HSBC

HSBC plans 14,000 more job cuts to save $3 billion

HSBC CEO Stuart Gulliver announces additional job losses by 2016 in an attempt to reduce costs.
HSBC CEO Stuart Gulliver (AFP)
HSBC CEO Stuart Gulliver (AFP)

HSBC will reduce its worldwide headcount by a further 14,000 over the next three years, chief executive Stuart Gulliver told investors and analysts yesterday. The cuts will help pare costs by another $3 billion in addition to the savings made since 2011 when Gulliver took charge of Europe’s biggest bank.

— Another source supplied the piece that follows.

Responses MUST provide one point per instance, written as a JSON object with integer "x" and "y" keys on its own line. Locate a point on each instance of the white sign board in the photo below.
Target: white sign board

HSBC has slashed 34,000 jobs during the past three years and at the end of 2012 employed 260,000 staff. This will drop to 254,000 as part of the cuts that have already been announced and is expected to fall to between 240,000 and 250,000 by 2016.

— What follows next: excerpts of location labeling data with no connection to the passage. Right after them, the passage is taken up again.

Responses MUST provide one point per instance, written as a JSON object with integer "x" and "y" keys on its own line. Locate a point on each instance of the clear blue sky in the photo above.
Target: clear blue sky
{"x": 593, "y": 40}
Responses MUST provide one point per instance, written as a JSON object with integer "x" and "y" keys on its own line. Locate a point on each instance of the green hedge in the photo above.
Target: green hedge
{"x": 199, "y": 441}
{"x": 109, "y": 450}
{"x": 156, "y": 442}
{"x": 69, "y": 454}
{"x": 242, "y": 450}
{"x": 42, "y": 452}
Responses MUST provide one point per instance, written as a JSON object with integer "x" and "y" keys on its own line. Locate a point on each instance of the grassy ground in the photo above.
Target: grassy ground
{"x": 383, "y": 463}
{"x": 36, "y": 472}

“We will continue to exert tight cost discipline while streamlining processes and procedures,” said Gulliver in London yesterday.

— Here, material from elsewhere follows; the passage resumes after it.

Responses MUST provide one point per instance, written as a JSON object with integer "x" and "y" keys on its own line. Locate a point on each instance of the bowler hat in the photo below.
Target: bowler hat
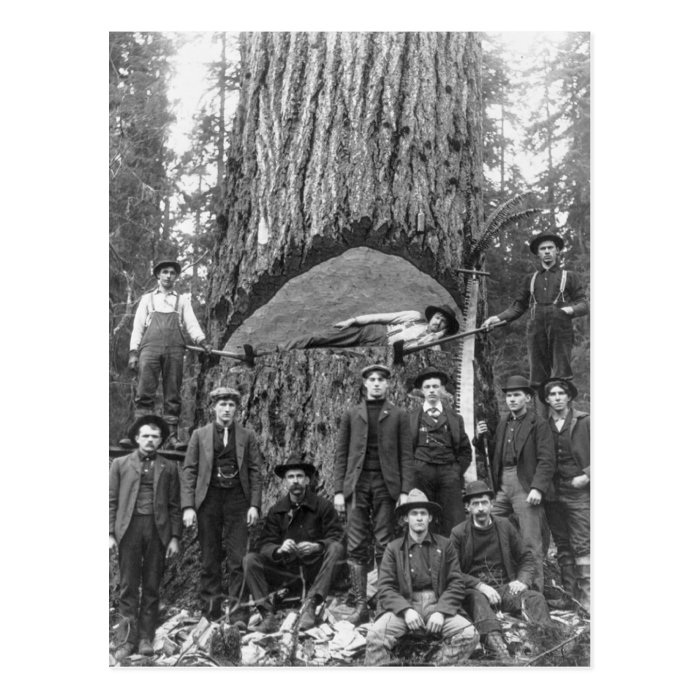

The bank has already achieved annual cost savings of around $4 billion through reduced staffing levels and from asset disposals. It has cut 46,000 jobs worldwide and sold more than 50 businesses, including its stake in Ping An Insurance for $9.4 billion in February. Its risk-weighted assets have fallen to about $95 billion.

However, Gulliver pointed out that although absolute saving targets had been met, sluggish income growth meant that as a proportion of revenue, costs are still too high. The European sovereign debt crisis has hurt profitability.

HSBC has had to revise its costs-to-revenue target to 55% from a range of 48% to 52% during the previous three years. Staff cuts will be made across the bank’s global operations rather than focused on particular regions or divisions. But the bank is still committed to growing its commercial banking businesses in the emerging markets of Asia and Latin America.

HSBC is well capitalised, with shareholder equity of $175 billion and a tier-1 ratio of 10.1%. The bank indicated that it may begin buying back shares in order to achieve a return on equity of 12% to 15%, compared with 8.4% in 2012.

It also plans to increase its dividend by $1 billion this year, maintaining a payout ratio of between 40% and 60%. HSBC is already one of the largest dividend payers in the FTSE 100. The bank’s share price rose about 1% yesterday.